To our knowledge, little work has been done to estimate the power of regression models for detecting incremental predictive accuracy in comparison to the power of corresponding tests for the AUCs. We conducted a simulation study in which the two predictors, X and X*, were generated as standard normal variables with varying levels of predictive strength, represented by means that differed depending on the binary outcome Y. The difference in means between Y = 1 and Y = 0 for X and X* are represented by μ and μ*respectively and were varied between 0 (i.e. the null) and 0.3. X and X* were generated both independently (i.e. with a correlation of ρ = 0.0) and for the correlations ρ = 0.1, ρ = 0.3 and ρ = 0.5. The data sets were analyzed using logistic regression, and likelihood ratio and Wald tests for the incremental contribution of X* were performed.
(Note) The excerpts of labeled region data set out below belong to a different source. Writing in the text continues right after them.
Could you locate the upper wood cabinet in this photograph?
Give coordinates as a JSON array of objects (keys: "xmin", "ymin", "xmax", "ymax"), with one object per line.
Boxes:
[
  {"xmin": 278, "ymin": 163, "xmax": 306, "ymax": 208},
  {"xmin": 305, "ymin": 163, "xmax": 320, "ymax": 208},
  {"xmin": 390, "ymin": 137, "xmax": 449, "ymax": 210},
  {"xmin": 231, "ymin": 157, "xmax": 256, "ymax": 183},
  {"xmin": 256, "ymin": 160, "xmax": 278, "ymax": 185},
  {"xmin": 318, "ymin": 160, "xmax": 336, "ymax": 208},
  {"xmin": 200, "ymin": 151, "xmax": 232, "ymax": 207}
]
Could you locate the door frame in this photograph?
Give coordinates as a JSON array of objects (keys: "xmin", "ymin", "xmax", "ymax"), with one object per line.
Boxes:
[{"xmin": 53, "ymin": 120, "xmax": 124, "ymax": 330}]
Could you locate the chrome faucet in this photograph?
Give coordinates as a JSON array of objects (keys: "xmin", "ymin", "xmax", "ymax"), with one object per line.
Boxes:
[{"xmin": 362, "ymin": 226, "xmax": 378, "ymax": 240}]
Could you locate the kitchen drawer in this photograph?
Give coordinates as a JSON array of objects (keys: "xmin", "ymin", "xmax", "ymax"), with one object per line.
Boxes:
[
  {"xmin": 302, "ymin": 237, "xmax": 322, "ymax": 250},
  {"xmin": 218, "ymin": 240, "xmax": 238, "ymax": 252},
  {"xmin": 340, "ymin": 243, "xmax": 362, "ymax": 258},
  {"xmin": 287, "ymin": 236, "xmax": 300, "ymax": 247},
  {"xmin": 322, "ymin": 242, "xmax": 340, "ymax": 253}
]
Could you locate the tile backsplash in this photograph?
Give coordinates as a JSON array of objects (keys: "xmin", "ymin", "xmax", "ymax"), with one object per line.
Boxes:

The patient-specific predictors for each of the models were then used as data for a test comparing the two AUCs, using the popular area test proposed by Delong et al. [8
]. The algorithm used for the simulation is provided in the Appendix. The results for a study with n=500 and an outcome prevalence of 0.5 are presented in Table . The first set of rows represent test size, i.e. the setting in which X
* contributes no incremental predictive accuracy (represented by μ*=0). Here we see that both the likelihood ratio and Wald test have test size close to the nominal 5%. By contrast the DeLong test of the AUCs is exceptionally conservative, with a test size far below nominal. Power comparisons in the rest of the table show that the likelihood ratio test and the Wald test have similar power but both are far superior to the AUC test. Further, the likelihood and Wald tests are largely unaffected by the underlying strength of the baseline predictive model (represented by μ), while the power of the area test diminishes as the underlying AUC increases (again represented by μ). Power for all tests increases with greater correlation between μ and μ*.
Simulation results for n=500, prevalence at 20%.
We repeated our analyses varying the prevalence (0.2 and 0.05) and sample size (n=100). Our results were essentially unaffected. Lowering the sample size or prevalence reduced power for all analyses, but the Wald and likelihood ratio tests always had far superior power to the AUC test.